Insects that are Pollinators for Orchids


Dun skipper on small purple fringed-orchid - note the skipper's proboscis in these 2 photos, taken 6 seconds apart, on 2003july19, near BuffaloPoint.  Skippers are pollinators for this species, small purple fringed-orchid, Platanthera psycodes, among others.
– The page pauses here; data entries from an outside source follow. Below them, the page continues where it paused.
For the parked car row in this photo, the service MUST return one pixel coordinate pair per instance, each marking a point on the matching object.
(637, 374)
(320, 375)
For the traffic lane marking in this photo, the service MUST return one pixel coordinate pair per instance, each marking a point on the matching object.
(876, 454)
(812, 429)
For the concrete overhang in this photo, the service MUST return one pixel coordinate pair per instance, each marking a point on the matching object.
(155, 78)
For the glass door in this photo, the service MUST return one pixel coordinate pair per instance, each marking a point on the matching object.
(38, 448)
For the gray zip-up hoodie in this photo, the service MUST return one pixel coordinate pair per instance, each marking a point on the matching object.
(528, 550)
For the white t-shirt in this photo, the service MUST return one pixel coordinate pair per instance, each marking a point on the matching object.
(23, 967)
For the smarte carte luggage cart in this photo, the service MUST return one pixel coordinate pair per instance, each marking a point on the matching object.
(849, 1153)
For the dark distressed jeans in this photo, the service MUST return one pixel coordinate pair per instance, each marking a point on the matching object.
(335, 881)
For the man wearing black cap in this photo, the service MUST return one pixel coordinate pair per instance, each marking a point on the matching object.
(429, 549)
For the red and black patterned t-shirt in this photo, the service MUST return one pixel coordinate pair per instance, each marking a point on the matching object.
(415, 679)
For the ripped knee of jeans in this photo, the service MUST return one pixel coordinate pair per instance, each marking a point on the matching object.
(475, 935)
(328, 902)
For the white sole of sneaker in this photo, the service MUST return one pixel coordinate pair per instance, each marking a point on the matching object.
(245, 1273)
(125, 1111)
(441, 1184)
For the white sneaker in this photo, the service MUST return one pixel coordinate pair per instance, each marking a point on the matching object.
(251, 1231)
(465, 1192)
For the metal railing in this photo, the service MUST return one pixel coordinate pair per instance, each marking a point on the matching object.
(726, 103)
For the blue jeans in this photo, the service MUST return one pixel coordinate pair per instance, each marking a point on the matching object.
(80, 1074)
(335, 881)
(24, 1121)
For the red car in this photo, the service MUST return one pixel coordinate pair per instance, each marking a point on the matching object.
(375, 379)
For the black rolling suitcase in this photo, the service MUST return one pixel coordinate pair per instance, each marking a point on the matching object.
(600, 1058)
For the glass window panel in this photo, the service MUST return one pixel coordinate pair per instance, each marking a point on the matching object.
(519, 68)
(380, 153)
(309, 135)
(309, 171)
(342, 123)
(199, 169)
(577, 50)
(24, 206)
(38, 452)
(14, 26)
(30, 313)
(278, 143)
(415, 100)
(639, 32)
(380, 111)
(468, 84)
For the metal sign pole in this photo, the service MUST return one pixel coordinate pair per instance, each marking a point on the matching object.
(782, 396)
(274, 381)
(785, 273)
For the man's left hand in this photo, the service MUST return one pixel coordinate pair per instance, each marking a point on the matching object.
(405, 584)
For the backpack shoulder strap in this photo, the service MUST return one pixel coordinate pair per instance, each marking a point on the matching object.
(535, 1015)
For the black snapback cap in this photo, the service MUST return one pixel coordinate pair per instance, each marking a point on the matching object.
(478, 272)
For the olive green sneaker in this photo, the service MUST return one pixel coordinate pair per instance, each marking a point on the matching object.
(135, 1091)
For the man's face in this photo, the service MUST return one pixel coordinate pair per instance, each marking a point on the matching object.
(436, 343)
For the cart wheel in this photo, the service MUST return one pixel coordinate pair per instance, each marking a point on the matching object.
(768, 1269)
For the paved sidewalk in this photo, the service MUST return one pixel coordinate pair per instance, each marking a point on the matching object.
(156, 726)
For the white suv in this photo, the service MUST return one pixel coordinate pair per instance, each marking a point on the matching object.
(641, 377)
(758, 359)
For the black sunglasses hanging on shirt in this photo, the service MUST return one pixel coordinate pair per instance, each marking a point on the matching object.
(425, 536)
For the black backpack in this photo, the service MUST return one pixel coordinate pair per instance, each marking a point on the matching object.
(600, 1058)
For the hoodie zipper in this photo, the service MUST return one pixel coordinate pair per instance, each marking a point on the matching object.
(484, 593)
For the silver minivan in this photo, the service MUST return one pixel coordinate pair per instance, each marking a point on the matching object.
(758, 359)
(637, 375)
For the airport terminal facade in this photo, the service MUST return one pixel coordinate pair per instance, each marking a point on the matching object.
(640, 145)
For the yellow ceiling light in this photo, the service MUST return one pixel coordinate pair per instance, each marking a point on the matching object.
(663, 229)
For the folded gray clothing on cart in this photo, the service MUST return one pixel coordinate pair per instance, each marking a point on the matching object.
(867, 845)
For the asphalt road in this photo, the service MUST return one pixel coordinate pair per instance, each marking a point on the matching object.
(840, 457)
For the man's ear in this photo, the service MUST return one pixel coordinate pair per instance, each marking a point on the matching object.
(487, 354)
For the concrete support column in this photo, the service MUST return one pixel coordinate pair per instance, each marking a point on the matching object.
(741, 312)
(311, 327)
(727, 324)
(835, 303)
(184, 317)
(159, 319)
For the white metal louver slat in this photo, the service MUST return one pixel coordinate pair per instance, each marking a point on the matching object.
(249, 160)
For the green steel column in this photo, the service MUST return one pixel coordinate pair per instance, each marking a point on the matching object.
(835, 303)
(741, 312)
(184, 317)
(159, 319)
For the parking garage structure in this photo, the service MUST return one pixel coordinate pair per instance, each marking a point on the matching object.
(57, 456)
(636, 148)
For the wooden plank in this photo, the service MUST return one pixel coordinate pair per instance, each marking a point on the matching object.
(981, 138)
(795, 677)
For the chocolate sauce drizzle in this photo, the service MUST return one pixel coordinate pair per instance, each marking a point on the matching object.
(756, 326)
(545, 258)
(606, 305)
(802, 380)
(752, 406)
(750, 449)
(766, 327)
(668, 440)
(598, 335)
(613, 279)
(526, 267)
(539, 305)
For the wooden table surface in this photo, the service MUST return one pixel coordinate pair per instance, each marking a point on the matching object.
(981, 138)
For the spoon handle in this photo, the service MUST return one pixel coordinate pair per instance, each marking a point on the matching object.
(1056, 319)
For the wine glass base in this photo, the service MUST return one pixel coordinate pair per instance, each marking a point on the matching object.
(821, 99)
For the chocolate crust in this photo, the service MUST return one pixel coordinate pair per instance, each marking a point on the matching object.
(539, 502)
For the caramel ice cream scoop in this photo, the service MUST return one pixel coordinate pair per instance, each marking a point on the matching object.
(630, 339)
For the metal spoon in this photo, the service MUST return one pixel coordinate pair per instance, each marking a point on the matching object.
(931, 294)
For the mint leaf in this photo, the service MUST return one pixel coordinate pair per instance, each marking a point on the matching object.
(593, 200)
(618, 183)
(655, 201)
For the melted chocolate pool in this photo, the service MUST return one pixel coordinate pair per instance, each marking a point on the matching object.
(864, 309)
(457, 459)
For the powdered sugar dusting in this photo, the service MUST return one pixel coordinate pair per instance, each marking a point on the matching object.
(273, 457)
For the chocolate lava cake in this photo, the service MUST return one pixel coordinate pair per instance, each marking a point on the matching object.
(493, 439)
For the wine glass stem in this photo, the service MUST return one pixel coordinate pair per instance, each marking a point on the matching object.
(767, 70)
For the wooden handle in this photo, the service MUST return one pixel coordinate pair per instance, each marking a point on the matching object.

The skipper in these photos is a dun skipper, Euphyes vestris = E.ruricola.




Ichneumon wasp - 3 photos from 2001june24 in Gardenton MB:  photo-1 shows an ichneumon wasp with its ovipositor against the abdomen to guide it into the wood below;  photo-2 shows a different species of ichneumon wasp with its long ovipositor extending to the rear (right out of the picture at the lower left;  photo-3 shows the same ichneumon wasp as photo-2 with its ovipositor coiled in a sac (intersegmental membrane) to guide it into the wood below (it seems to be like a rotorooter so long that it needs to be coiled so it doesn't get out of control).  The female drills into wood in order to lay an egg on the larva of a woodboring beetle, which will then be parasitized by the ichneumon larva.  Ichneumon wasps are reported as pollinators for striped coral-root, Corallorhiza striata.  For more information on these wasps, see mdc.mo.gov/conmag/2002/05/30.htm



Bumblebee on yellow lady's-slipper - bumblebees are reported as pollinators for calypso, moccasin-flower, both rattlesnake-orchids, Platanthera huronensis, rose pogonia, all 3 ladies-tresses.



Andrenid bee on Cypripedium montanum, in Oregon - note the path being taken by the emerging bee;  andrenid bees are reported as pollinators for spotted coral-root (Corallorhiza maculata), and small white lady's-slipper (Cypripedium candidum).  Photo by Nan Vance of USDA Forest Service.



Mosquito on early coral-root - mosquito is reported as a pollinator for blunt-leaf rein-orchid; it may be a pollinator for the photographed species, Corallorhiza trifida.



Syrphid flies on smooth camas, on water hemlock, on goldenrod, and on lingonberry - syrphid flies, also known as hover-flies, flower-flies, or bee-flies, are reported as pollinators for early coral-root, and are possible pollinators for several other orchid species.  Syrphidae are a varied family, some are frequently mistaken for bees, others for wasps, and some are unmistakably flies.  These photos show at least 3 kinds: the one on camas may be from the genus Microdon; the one on water hemlock may be a drone-fly, genus Eristalis, the larva of which is known as a rat-tailed maggot.


Self-pollinating orchids: some of our native orchids do not require an insect pollinator; they are Corallorhiza trifida, Cypripedium passerinum, Liparis loeselii, Platanthera aquilonis, Platanthera huronensis.